Effect of electrooptical memory in suspensions of carbon nanotubes in liquid crystals

Abstract

Electrooptical response and microstructure of dispersions of multiwall carbon nanotubes in N-(4-ethoxybenzilidene)-4-n-butyl aniline nematic liquid crystal (LC) are studied. Irreversible response on the applied electric field (electrooptical memory) was revealed in oriented layers of such suspensions. The essence of this effect consists in the fact that, after the switch-on and subsequent switch-off of the field, the optical transmittance of suspension layer placed between two crossed polarizers substantially increases compared to the initial value which is typical for homeotropic orientation of LC. The efficiency of electrooptical memory nonmonotonically depends on the concentration of nanotubes in suspension, cCNT, reaching its maximum at cCNT = 0.02–0.05 wt %. It is shown that the memory of suspensions is caused by the incomplete relaxation of LC molecules from planar to initial homeotropic state after the electric field switch-off.
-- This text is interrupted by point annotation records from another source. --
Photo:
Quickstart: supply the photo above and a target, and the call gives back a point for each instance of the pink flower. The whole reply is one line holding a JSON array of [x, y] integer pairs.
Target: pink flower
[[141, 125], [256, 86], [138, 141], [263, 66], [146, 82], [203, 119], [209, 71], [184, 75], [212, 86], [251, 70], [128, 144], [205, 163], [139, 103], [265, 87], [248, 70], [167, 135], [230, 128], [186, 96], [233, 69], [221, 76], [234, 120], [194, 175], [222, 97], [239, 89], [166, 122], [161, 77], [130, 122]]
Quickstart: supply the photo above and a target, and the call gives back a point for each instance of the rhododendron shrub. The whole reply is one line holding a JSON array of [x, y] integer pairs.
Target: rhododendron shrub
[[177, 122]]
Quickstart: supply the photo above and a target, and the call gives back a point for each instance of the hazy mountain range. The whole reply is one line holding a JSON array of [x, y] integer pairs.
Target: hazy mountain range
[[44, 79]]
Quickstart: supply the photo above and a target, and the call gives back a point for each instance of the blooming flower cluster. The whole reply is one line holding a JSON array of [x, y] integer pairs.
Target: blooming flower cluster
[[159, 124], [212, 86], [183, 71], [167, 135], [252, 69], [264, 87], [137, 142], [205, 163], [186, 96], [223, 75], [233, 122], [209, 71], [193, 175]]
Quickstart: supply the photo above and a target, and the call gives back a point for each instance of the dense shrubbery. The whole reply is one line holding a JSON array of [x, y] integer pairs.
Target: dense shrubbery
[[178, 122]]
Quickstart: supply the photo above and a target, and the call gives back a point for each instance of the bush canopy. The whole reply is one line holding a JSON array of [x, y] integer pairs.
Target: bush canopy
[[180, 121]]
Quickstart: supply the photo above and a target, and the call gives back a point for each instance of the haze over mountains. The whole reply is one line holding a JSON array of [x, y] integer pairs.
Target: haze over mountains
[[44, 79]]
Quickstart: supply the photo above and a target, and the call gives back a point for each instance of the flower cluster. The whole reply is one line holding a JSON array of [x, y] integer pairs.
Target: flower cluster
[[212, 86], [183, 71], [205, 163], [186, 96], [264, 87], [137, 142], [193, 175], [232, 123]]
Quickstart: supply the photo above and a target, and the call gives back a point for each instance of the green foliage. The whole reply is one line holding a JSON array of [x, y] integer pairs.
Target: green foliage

The model is proposed and substantiated, according to which the planar state of LC is stabilized by the network of nanotubes formed upon the disintegration of aggregates under the action of electrohydrodynamic flows. The disclosed memory effect is rather common; it is brought about in the suspensions of carbon nanotubes based on other LCs in which electrohydrodynamic instabilities are developed.